Jeune fantassin traumatisé par la Grande Guerre, personnalité en vue du Paris des années folles, homme couvert de femmes, ami d'Aragon - avant de devenir son farouche adversaire -, de Malraux et d'Emmanuel Berl, Pierre Drieu la Rochelle compte parmi les écrivains majeurs du XXe siècle. Son engagement extrême, qui fait de lui une des figures emblématiques de la Collaboration, pose, comme pour Céline, un difficile cas de conscience aux passionnés de littérature.
Fort des acquis récents de l'histoire culturelle et politique, Jacques Cantier montre ce que ce destin nous dit de son temps. D'une jeunesse française de la Belle Epoque jusqu'au suicide de l'écrivain en mars 1945, l'historien éclaire le parcours de cette personnalité complexe. L'oeuvre de Drieu, singulier mélange de classicisme et de modernité, exprime avec violence les angoisses de la génération des » vingt ans en 1914 » : sentiment de décadence, perte des repères, désordre amoureux, hantise de la solitude qui pousse à l'engagement. Mais elle témoigne également de la grave crise de conscience que traverse la France à la fin des années 1930.
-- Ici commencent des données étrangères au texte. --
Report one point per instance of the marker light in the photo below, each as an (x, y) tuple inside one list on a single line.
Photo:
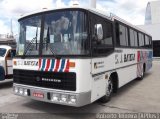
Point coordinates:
[(64, 98), (25, 92), (72, 99)]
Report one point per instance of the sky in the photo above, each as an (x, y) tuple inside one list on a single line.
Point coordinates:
[(132, 11)]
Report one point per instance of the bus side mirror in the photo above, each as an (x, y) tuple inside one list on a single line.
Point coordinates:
[(99, 31)]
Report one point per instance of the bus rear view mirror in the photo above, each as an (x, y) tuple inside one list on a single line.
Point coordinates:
[(99, 31)]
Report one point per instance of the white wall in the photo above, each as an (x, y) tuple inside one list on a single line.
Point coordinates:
[(152, 29)]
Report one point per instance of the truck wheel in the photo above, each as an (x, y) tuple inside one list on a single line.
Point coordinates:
[(2, 74), (109, 91)]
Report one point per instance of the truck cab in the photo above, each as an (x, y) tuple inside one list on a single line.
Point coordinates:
[(6, 55)]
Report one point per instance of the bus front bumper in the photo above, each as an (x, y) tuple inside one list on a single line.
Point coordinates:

Premier des intellectuels français à se déclarer fasciste, Drieu rejoint Doriot et bascule dans l'antisémitisme. Promu directeur de la NRF des années noires, il défend l'intégration de la France au sein d'une Europe unifiée autour d'une Allemagne nazie. Dans ses fantasmes comme dans ses dérives, l'auteur de Gilles et de Rêveuse bourgeoisie demeure le témoin capital d'une époque qui hante encore la mémoire nationale.